Any way to extract the "Keywords" section of scientific publications using Document Data Extractor or any other nodes?

I have queried PubMed using the Document Grabber node and inputting a PMCID in the query section. Besides extracting things like Title, Abstract, etc., I would also like to extract the keywords section that is often found in scientific publications. Is this possible? Any ideas would be greatly appreciated!

Hey zhuma,

extracting the keywords section is currently not possible by using the Document Grabber node, but I will create a ticket for this. However, I can’t give you a date when this will be implemented.

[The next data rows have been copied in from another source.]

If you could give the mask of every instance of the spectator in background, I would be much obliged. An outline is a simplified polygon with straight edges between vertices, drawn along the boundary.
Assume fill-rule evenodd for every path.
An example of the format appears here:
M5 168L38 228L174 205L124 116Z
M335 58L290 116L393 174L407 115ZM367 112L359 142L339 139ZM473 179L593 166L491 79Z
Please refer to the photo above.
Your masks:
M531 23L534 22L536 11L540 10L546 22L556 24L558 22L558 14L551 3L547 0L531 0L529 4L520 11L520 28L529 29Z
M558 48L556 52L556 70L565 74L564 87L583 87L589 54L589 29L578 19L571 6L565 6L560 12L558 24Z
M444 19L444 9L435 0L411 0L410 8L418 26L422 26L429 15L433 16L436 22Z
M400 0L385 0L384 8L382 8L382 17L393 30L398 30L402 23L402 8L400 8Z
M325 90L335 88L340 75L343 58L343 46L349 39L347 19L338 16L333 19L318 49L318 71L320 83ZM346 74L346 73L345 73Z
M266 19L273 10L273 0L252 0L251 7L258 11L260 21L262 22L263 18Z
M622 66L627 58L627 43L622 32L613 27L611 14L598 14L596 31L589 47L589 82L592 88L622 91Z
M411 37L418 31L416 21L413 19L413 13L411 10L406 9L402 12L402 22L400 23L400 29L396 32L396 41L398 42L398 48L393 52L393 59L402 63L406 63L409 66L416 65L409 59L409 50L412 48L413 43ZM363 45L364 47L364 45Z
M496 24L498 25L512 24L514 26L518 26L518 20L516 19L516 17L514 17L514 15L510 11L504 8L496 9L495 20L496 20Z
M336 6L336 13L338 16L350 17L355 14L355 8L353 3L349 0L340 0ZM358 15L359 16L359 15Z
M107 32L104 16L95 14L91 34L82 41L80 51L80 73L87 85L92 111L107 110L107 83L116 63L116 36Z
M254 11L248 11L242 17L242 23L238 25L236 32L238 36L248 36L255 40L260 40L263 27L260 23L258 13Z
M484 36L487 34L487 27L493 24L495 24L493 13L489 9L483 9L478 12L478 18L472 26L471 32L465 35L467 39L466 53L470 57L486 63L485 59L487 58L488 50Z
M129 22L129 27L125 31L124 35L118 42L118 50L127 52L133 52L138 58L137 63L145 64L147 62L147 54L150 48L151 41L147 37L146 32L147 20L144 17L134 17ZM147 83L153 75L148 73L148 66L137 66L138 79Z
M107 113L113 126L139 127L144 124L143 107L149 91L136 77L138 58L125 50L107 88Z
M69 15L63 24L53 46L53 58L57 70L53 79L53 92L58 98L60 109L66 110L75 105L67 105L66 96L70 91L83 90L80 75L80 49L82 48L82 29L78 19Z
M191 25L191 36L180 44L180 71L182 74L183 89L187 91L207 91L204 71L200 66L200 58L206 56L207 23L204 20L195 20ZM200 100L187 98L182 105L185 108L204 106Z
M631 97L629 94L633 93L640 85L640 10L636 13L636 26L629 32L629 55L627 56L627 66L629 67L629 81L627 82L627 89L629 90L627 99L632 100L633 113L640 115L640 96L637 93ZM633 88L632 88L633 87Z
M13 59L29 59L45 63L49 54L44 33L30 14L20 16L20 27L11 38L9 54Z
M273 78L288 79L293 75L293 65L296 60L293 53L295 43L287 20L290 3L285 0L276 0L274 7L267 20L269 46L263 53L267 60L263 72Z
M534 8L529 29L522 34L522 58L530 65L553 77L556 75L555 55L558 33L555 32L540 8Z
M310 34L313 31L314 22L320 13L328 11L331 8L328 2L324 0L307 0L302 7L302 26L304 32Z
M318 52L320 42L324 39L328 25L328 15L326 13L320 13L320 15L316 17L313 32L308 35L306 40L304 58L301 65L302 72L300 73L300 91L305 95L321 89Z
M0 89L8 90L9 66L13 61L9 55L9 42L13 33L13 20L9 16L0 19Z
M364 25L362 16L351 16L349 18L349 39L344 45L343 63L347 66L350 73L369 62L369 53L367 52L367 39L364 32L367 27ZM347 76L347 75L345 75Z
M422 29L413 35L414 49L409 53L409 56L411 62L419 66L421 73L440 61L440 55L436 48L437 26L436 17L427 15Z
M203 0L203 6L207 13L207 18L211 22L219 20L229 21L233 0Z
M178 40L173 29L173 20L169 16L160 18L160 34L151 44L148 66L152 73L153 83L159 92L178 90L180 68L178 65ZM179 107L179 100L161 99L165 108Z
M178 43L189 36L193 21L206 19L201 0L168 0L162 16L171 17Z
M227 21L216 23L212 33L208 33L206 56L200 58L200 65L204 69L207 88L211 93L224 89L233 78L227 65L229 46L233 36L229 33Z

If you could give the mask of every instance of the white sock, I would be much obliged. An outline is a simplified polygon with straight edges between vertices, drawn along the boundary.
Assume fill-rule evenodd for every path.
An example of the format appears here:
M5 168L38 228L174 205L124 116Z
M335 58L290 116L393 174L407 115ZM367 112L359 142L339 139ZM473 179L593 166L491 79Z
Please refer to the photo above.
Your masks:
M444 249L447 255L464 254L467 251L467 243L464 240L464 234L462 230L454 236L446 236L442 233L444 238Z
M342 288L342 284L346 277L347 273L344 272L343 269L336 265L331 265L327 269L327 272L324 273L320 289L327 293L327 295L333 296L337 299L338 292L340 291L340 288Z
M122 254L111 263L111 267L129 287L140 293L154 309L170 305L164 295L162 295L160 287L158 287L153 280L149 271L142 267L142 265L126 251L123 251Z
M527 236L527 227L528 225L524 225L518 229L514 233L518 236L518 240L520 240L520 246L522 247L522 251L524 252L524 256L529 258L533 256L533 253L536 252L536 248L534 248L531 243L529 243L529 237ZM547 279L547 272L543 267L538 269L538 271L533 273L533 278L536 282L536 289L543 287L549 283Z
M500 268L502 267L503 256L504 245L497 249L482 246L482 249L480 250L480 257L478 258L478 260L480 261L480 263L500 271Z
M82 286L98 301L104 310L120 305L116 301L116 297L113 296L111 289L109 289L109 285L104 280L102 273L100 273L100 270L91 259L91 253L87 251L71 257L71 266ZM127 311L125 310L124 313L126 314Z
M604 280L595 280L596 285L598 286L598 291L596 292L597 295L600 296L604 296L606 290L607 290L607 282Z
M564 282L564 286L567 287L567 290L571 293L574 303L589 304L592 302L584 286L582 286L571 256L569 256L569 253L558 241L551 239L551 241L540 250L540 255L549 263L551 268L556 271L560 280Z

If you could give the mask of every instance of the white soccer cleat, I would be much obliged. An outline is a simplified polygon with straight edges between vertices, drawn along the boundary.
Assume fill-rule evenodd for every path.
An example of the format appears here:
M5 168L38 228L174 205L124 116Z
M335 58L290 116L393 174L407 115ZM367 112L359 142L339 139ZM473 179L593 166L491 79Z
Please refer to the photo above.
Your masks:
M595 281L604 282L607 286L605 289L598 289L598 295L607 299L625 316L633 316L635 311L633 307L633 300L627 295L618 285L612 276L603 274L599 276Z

Another way might be using the XPath node to parse the PubMed xml pages to get the keywords section. However you have to get the URLs for the articles you want to parse by using REST for searching PubMed.

I hope this helps,
Julian

1 Like

Thanks, Julian! I tried your suggestion, but a lot of the articles I am querying return a ? in the body column for some reason and I’m not sure why? The URLs seem fine. KNIME_project4.knwf (778.7 KB) Any insights you can provide as to why this may be happening would be greatly appreciated!

Hello @zhuma -

If you look at the status codes in the output from the GET Request node, you see almost all 429s. This is a “Too many requests” response from the server. You could try setting a delay in the GET Request configuration dialog - perhaps that will help.

EDIT: I just tried myself using a 1000ms second delay on 20 URLs, and it seemed to work fine. You might be able to reduce the delay even more.

2 Likes

Thank you, Scott! This worked perfectly!!

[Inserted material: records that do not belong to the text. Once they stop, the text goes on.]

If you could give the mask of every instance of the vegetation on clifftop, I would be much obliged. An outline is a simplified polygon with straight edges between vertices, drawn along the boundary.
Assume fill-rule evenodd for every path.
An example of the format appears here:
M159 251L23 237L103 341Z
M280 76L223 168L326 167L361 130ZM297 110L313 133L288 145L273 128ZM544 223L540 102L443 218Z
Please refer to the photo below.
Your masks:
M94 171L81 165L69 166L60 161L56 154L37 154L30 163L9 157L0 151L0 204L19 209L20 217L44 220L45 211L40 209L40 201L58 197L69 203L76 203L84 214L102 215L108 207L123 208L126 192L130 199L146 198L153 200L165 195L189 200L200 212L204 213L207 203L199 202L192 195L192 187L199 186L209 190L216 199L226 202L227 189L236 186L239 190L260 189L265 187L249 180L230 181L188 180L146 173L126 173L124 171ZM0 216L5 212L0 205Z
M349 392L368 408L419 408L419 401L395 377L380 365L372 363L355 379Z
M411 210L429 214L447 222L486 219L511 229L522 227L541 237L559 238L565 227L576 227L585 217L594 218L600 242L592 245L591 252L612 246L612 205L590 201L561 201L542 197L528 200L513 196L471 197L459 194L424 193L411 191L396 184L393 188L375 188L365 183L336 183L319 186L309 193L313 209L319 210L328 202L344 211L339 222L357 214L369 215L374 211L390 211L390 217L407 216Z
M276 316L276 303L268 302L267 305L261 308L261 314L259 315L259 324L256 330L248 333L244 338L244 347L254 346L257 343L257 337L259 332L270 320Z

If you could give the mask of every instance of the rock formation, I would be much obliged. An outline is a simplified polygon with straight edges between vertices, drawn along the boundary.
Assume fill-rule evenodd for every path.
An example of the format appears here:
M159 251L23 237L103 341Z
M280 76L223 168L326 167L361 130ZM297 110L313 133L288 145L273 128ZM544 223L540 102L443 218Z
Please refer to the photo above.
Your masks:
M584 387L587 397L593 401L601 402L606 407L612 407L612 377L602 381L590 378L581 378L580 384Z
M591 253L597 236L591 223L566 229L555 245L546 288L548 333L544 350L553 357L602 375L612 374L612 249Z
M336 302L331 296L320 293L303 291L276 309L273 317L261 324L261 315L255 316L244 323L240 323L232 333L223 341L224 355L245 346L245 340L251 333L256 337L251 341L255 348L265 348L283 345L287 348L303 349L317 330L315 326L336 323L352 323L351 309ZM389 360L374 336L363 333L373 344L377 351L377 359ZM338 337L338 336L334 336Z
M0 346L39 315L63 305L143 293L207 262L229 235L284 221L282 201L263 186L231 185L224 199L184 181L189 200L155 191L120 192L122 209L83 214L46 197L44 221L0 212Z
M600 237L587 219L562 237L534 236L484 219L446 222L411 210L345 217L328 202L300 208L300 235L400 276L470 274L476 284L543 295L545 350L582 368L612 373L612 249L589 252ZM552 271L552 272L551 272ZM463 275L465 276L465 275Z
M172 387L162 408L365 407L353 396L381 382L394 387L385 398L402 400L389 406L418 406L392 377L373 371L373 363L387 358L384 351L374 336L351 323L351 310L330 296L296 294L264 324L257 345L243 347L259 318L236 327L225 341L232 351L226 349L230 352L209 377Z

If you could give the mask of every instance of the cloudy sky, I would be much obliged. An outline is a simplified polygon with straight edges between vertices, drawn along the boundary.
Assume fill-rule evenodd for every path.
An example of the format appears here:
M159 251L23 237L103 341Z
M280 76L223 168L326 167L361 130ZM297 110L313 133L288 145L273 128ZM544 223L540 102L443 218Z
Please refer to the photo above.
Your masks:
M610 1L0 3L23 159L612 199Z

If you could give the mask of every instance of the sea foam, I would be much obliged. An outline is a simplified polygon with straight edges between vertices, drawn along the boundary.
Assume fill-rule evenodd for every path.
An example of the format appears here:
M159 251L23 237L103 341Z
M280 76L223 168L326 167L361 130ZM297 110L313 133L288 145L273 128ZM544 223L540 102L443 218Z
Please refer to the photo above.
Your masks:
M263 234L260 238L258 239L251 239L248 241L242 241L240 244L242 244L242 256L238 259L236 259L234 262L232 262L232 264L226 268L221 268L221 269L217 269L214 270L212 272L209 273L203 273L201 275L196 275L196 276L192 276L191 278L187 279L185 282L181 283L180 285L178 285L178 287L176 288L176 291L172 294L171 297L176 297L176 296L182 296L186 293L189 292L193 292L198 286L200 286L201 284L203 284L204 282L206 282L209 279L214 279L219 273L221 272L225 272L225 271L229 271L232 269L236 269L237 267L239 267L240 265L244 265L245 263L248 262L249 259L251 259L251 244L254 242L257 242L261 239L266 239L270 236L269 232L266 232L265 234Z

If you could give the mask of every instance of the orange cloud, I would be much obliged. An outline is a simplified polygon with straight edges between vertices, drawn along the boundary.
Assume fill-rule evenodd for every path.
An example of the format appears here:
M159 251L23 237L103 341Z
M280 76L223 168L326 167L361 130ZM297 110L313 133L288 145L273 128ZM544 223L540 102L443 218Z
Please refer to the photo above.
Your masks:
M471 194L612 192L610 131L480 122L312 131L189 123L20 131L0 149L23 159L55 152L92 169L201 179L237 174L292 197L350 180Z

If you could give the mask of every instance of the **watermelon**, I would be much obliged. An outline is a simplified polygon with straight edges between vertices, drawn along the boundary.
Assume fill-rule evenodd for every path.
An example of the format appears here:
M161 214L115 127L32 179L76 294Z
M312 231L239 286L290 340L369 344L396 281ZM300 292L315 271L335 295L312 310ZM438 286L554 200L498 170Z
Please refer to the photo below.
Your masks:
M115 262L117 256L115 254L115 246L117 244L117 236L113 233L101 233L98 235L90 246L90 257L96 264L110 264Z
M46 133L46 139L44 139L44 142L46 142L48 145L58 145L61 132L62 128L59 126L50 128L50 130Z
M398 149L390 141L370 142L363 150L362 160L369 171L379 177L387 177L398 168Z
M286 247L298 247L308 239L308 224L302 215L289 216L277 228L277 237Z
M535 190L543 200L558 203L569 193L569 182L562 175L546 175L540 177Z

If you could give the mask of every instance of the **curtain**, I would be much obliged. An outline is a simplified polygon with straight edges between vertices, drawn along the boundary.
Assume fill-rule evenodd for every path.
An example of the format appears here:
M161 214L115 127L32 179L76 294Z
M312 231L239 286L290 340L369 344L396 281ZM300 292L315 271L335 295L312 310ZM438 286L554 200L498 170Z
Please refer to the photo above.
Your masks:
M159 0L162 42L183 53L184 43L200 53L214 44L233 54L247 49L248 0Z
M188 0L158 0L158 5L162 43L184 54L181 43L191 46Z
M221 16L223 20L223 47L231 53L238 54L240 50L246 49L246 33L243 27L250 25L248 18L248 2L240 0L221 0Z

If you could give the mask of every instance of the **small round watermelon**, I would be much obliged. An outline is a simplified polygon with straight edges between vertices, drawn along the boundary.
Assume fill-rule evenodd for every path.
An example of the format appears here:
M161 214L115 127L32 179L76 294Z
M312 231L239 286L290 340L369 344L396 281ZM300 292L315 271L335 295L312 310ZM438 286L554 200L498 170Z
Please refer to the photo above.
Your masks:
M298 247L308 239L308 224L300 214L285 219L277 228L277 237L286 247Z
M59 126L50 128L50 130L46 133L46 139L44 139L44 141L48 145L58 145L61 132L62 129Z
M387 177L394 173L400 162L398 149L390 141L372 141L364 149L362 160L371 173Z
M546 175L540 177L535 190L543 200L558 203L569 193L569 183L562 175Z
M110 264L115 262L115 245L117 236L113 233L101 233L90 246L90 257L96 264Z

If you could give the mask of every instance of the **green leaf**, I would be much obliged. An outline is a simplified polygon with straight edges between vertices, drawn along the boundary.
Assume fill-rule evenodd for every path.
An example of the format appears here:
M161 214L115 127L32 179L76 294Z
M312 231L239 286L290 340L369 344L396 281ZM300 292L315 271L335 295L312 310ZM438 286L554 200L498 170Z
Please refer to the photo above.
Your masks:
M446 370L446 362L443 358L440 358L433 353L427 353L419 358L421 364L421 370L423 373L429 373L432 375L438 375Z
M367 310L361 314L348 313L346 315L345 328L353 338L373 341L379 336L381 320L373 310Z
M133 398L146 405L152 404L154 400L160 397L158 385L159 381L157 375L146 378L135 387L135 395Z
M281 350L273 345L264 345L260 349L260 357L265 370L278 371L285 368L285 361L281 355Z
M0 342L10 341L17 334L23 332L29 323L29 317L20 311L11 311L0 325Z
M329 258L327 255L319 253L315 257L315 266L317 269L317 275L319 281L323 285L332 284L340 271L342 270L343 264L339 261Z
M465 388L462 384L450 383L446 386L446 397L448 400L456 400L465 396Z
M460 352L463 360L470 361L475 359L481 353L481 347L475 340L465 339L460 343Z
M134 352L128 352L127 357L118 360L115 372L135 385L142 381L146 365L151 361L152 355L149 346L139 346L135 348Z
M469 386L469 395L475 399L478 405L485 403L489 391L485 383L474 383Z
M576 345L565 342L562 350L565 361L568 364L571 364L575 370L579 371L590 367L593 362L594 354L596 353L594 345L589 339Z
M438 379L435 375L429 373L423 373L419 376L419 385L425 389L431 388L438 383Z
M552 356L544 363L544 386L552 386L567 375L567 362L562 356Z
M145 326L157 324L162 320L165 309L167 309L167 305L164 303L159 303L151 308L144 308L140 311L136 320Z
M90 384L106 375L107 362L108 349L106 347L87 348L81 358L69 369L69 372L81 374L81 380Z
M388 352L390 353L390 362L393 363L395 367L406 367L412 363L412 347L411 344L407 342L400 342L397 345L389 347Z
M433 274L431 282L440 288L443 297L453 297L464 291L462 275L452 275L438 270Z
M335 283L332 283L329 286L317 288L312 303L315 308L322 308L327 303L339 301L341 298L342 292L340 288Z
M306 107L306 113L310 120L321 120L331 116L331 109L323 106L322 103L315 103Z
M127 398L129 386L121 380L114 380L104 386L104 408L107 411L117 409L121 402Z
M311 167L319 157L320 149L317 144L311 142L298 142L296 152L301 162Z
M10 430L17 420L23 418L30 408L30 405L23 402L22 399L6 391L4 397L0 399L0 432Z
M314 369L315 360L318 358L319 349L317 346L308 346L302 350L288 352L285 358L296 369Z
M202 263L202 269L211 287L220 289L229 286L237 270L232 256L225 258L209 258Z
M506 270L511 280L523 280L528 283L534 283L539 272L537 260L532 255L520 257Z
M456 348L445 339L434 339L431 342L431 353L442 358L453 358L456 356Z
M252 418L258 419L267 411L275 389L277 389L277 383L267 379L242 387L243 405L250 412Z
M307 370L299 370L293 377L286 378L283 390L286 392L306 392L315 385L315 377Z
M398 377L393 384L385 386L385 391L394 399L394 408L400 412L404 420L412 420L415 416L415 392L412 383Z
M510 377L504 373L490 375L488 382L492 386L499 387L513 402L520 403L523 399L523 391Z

Though a couple have returned a ? even in the status code box. Any ideas what this could be? I tried a 500ms delay, so I will try increasing it to see if that helps further.

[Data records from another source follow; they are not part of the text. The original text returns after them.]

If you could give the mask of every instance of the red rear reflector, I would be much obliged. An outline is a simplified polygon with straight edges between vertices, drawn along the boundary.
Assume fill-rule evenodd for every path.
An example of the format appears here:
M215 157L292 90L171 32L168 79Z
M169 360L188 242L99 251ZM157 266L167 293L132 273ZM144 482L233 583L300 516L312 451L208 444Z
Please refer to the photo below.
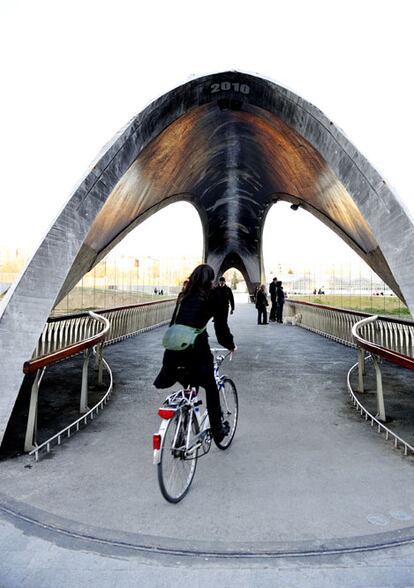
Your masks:
M153 435L152 448L153 449L161 449L161 435Z
M172 419L175 415L175 410L171 410L171 408L160 408L158 414L162 419Z

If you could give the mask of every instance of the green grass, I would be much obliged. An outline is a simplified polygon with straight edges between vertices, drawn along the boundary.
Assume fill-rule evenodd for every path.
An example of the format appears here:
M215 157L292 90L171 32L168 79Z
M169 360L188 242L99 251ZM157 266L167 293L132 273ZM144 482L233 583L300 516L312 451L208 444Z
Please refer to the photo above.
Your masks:
M410 311L396 296L359 296L359 295L294 295L289 296L291 300L303 300L313 304L324 304L336 308L359 310L371 314L387 314L394 316L409 317Z
M60 315L66 312L82 312L85 310L97 310L100 308L112 308L115 306L128 306L140 302L160 301L174 298L174 295L163 296L148 294L146 292L127 292L123 290L107 290L104 288L74 288L53 309L52 315Z

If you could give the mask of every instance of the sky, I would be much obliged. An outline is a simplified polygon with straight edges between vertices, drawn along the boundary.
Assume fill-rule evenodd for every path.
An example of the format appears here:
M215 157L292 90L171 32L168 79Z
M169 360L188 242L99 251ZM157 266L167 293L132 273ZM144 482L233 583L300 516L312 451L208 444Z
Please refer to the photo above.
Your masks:
M0 247L37 247L128 120L172 88L228 69L268 78L317 106L414 217L410 4L2 0ZM184 208L173 211L173 223L168 209L149 219L138 246L161 247L149 240L157 222L171 248L201 247L199 224ZM295 224L269 215L269 235L273 222L282 242L297 242L303 214L286 216ZM180 223L185 231L176 230ZM313 233L310 256L326 250L322 233Z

My guess is that those particular PMCIDs are malformed, or don’t correspond to anything in the database. But that’s just speculation. It’s definitely odd that the status code is returned missing.

Thanks for all your help, Scott! Increasing the time delay to 1000ms worked on all but one URL, so that’s awesome!

This topic was automatically closed 7 days after the last reply. New replies are no longer allowed.